Publié le 24 Juin, 2012

Dans une tribune du quotidien Libération, publiée vendredi 22 juin 2012, Régis Aubry, Chef du département douleur-soins palliatifs du CHU de Besançon et président de l’Observatoire national de la fin de vie (ONFV), précise qu’ "il est essentiel [qu’un débat sur la fin de vie] ait lieu".
L’ONFV a notamment "pour mission de produire des données fiables sur les conditions de la fin de vie en France".
Tout en constatant que la médecine a permis de "formidables progrès ces cinquante dernières années dans le champ de la santé", Régis Aubry précise cependant que "l’ampleur des conséquences induites" par ces progrès a "sans doute été mal mesurée".  Ainsi, selon le président de l’ONFV, "par certains aspects, la médecine en est parvenue à privilégier de manière parfois déraisonnable la recherche de la survie, au détriment de la qualité de vie", ajoutant que cela s’est "bien souvent [fait] au risque d’une forme d’acharnement thérapeutique".     
Pour Régis Aubry, "la culture médicale n’est que le reflet grossissant de la façon dont notre société envisage la maladie, la vieillesse et la mort". Il ajoute qu’il faut être "très rigoureux dans la façon dont nous abordons […] les questions de la fin de vie", puisque "nous sommes dans un contexte économique difficile où celui qui ne produit plus pourrait être perçu comme une charge, et dans un monde où la fin de vie est vécue par beaucoup comme une mise en échec de la médecine". Pour le président de l’ONFV, le débat sur la fin de vie inclut la question de "l’euthanasie" mais aussi "les pratiques d’acharnement thérapeutiques, l’insuffisante prise en compte de la douleur dans les hôpitaux, le coût du maintien à domicile pour les patients ou l’égalité d’accès aux soins palliatifs".

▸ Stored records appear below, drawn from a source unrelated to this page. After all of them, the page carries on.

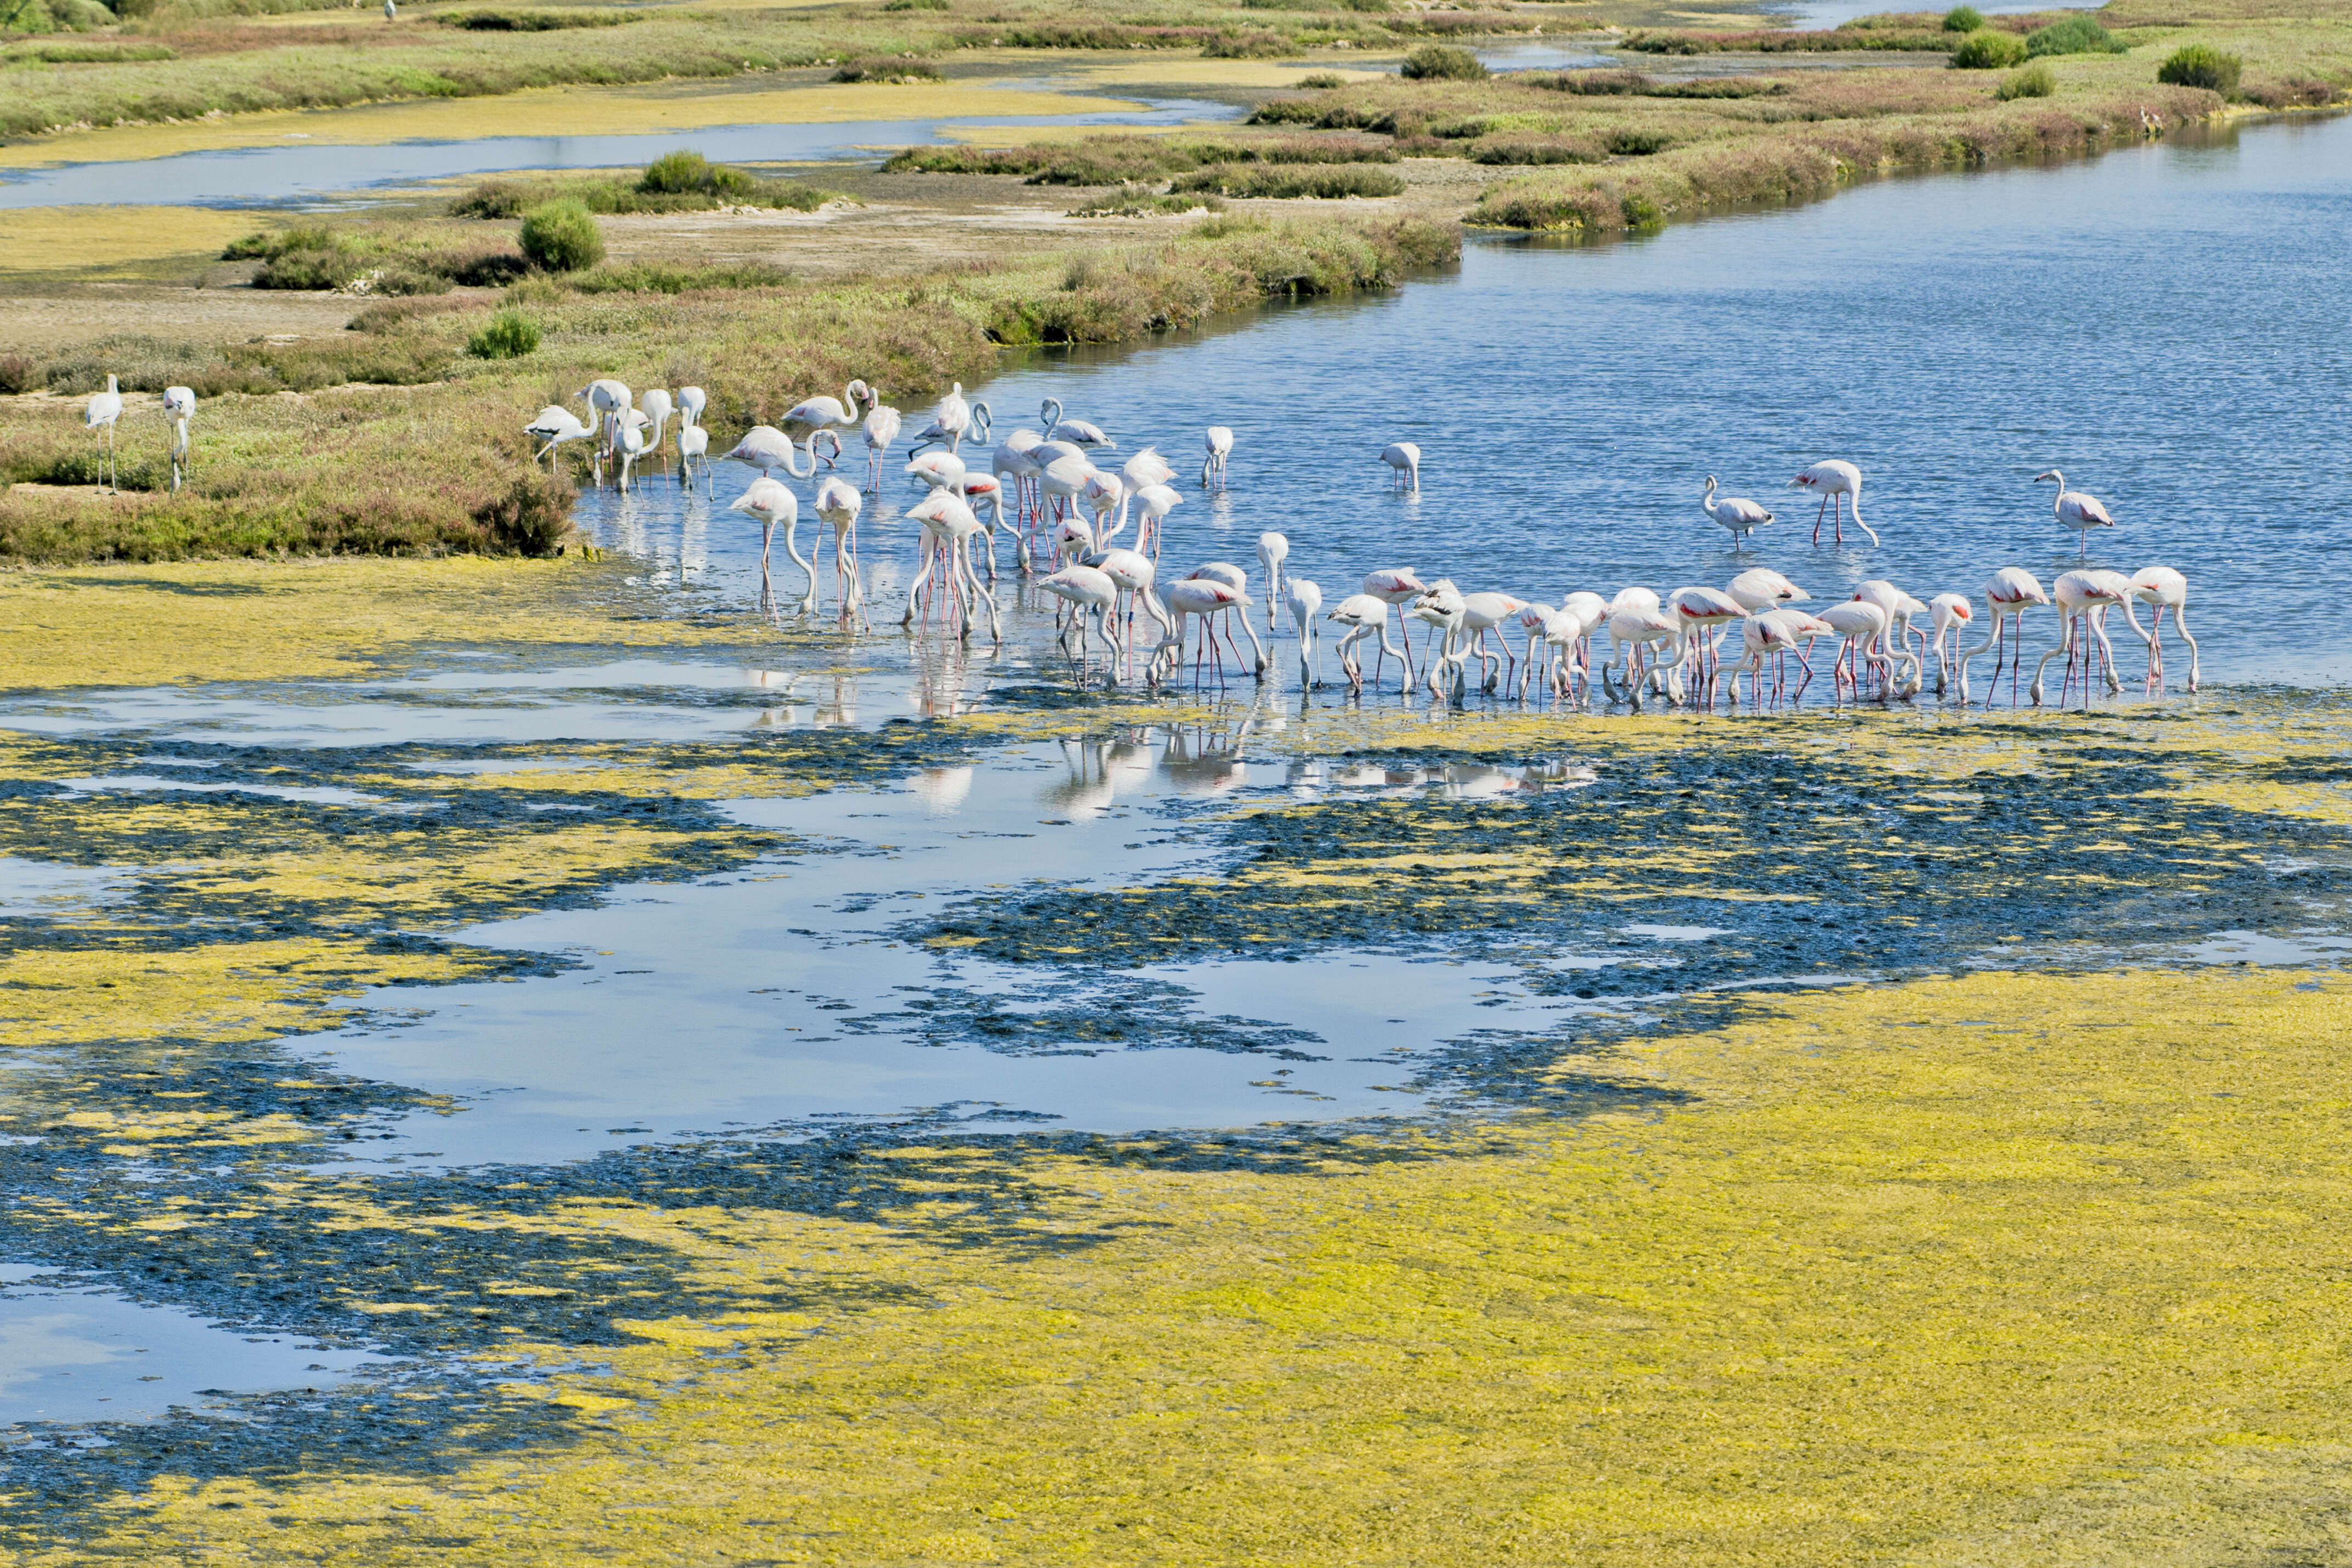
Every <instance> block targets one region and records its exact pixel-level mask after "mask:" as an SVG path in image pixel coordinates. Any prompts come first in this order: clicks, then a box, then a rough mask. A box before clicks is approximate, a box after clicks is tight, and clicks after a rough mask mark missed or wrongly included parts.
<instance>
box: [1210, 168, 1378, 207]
mask: <svg viewBox="0 0 2352 1568" xmlns="http://www.w3.org/2000/svg"><path fill="white" fill-rule="evenodd" d="M1171 190H1214V193H1218V195H1240V197H1258V200H1294V197H1315V200H1324V202H1336V200H1343V197H1350V195H1404V181H1402V179H1397V176H1395V174H1390V172H1388V169H1371V167H1362V165H1327V167H1294V165H1287V167H1270V165H1221V167H1216V169H1202V172H1200V174H1185V176H1183V179H1178V181H1176V183H1174V186H1171Z"/></svg>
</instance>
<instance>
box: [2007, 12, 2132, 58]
mask: <svg viewBox="0 0 2352 1568" xmlns="http://www.w3.org/2000/svg"><path fill="white" fill-rule="evenodd" d="M2124 47H2126V45H2124V40H2122V38H2117V35H2114V33H2110V31H2107V28H2103V26H2098V24H2096V21H2091V19H2089V16H2067V19H2065V21H2053V24H2049V26H2046V28H2034V31H2032V33H2027V35H2025V56H2027V59H2039V56H2044V54H2122V52H2124Z"/></svg>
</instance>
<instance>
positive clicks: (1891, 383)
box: [581, 118, 2352, 693]
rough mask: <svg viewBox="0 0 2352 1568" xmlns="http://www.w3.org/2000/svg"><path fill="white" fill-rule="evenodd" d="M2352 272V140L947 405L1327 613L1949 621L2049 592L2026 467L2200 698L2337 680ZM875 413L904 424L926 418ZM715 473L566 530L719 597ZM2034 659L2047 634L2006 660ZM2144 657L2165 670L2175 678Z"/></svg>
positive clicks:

Enfin, Régis Aubry dénonce "les chiffres spectaculaires [issus des sondages qui] créent l’illusion, au sein de la société, qu’une question aussi complexe que celle de l’euthanasie  pourrait être résolue sans que l’on sache réellement ce qui se cache derrière ce terme mal défini", alors qu’ils "ne reposent sur aucune étude sérieuse".     
Ainsi, il précise que l’Institut national d’études démographiques "s’apprête à publier, d’ici à l’automne, une étude menée avec le concours de l’ONFV, portant sur près de 5000 situations de fin de vie". Les résultats de cette étude "permettront pour la première fois de disposer de données fiables pour décrire la réalité des décisions de limitation et d’arrêts des traitements (loi Leonetti) et pour mesurer les pratiques d’euthanasie en France chaque année".     

Pour le président de l’ONFV, il n’est plus possible "de continuer à débattre de questions aussi fondamentales en [s’]appuyant simplement sur des sondages et sur des idées reçues, sans jamais tenter ni d’interroger les personnes les plus concernées ni de connaître précisément la réalité de ce dont [on] parle".